18 | 04 | 2018   23.52H
Duarte Cordeiro (Vice-Presidente da Câmara de Lisboa)
São várias as razões que levam a que o arrendamento na cidade de Lisboa esteja muito aquecido, isto é, com pouca oferta de casas e com preços elevados, tornando cada vez mais difícil às famílias encontrar respostas. A liberalização do mercado de arrendamento, através da alteração legislativa do tempo do anterior governo, somada ao crescimento muito significativo do investimento estrangeiro no imobiliário lisboeta e a crescente promoção do alojamento local, criaram a tempestade perfeita. É ingénuo achar-se que, perante este cenário, as câmaras municipais conseguem, por si só, encontrar respostas imediatas para a dimensão do problema. Em Lisboa existe um volume razoável de habitação social, mas não existe ainda oferta pública de habitação acessível. O impacto do programa que agora estamos a desenvolver, para aumentar o número de fogos a rendas acessíveis, será sentido e, no futuro, permitirá moderar os efeitos da especulação no mercado habitacional de arrendamento, através dos preços do parque habitacional municipal. Mas este programa não chega – são necessárias medidas nacionais.
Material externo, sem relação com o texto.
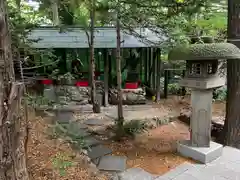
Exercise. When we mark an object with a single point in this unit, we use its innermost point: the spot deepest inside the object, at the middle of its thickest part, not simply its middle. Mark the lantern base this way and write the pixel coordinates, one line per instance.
(201, 154)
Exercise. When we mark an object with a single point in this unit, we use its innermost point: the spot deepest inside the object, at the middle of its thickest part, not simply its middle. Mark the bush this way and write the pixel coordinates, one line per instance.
(220, 94)
(129, 129)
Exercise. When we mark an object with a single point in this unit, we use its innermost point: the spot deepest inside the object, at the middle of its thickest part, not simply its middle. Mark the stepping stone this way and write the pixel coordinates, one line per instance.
(90, 141)
(96, 161)
(79, 133)
(136, 174)
(74, 129)
(112, 163)
(95, 122)
(98, 151)
(64, 116)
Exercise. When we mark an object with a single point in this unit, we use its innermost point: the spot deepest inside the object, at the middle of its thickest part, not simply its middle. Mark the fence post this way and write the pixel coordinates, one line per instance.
(183, 88)
(166, 76)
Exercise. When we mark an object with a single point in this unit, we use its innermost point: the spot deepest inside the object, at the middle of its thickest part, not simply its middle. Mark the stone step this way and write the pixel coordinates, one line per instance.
(91, 142)
(95, 122)
(136, 174)
(98, 151)
(112, 163)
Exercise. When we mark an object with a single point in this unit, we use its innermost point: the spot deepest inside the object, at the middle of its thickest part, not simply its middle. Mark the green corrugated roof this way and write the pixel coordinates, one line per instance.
(211, 51)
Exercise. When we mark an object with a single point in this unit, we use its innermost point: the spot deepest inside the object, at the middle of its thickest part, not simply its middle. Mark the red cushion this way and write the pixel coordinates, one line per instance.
(133, 85)
(47, 81)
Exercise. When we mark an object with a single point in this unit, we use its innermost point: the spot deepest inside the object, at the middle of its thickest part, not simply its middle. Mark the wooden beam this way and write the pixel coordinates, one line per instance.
(158, 74)
(106, 72)
(166, 76)
(145, 64)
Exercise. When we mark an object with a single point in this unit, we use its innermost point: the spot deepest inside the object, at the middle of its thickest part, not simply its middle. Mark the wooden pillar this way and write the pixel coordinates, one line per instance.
(145, 64)
(110, 67)
(158, 74)
(149, 66)
(154, 65)
(166, 78)
(183, 88)
(141, 63)
(106, 72)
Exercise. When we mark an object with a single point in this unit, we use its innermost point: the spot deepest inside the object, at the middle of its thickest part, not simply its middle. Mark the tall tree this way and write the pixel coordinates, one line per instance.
(232, 123)
(12, 153)
(119, 74)
(96, 108)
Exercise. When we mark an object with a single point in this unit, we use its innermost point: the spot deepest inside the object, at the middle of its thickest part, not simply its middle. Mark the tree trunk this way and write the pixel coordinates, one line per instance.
(12, 153)
(55, 13)
(119, 74)
(231, 129)
(96, 105)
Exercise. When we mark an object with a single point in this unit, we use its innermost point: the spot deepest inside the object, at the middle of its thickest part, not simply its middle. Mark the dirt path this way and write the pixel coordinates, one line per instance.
(155, 151)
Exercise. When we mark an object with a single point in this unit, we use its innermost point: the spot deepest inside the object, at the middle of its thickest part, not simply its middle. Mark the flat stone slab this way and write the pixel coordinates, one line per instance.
(176, 171)
(95, 122)
(74, 130)
(201, 154)
(90, 141)
(64, 116)
(112, 163)
(98, 151)
(136, 174)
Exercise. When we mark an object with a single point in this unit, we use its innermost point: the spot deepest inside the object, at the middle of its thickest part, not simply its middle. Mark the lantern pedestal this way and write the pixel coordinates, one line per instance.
(200, 147)
(201, 154)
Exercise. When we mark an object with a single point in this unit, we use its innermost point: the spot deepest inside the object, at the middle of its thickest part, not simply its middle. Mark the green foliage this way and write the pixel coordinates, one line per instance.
(129, 129)
(174, 88)
(37, 101)
(69, 132)
(61, 162)
(220, 94)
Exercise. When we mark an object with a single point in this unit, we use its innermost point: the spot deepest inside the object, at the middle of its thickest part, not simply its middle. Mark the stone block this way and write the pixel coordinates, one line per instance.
(177, 171)
(95, 122)
(49, 93)
(63, 116)
(136, 174)
(90, 141)
(112, 163)
(98, 151)
(201, 154)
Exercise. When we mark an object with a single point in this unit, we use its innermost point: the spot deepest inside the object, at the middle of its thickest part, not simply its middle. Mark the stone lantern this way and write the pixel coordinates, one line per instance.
(202, 75)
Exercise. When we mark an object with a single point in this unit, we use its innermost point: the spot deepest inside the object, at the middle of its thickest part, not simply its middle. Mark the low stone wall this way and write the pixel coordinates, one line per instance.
(81, 95)
(66, 94)
(130, 96)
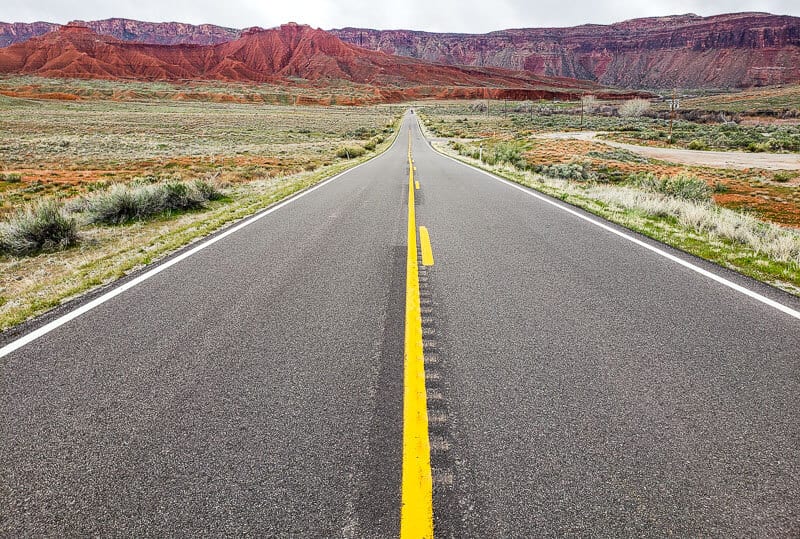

Por isso, foi na semana passada aprovada uma moção na Câmara Municipal de Lisboa que propõe (i) um quadro fiscal mais favorável para o proprietário que promova o arrendamento de longo prazo; (ii) a garantia de uma real possibilidade de renovação dos contratos, com mecanismos definidos de aumento de rendas, não permitindo que a continuidade do inquilino fique apenas sujeita à decisão do proprietário e (iii) a atribuição do direito de preferência aos municípios na aquisição de imóveis, pelo valor patrimonial. Ainda vamos a tempo de encontrar soluções que permitam arrefecer o mercado e aumentar a oferta de habitações, sem efeitos indesejáveis na economia. Não podemos perder mais tempo.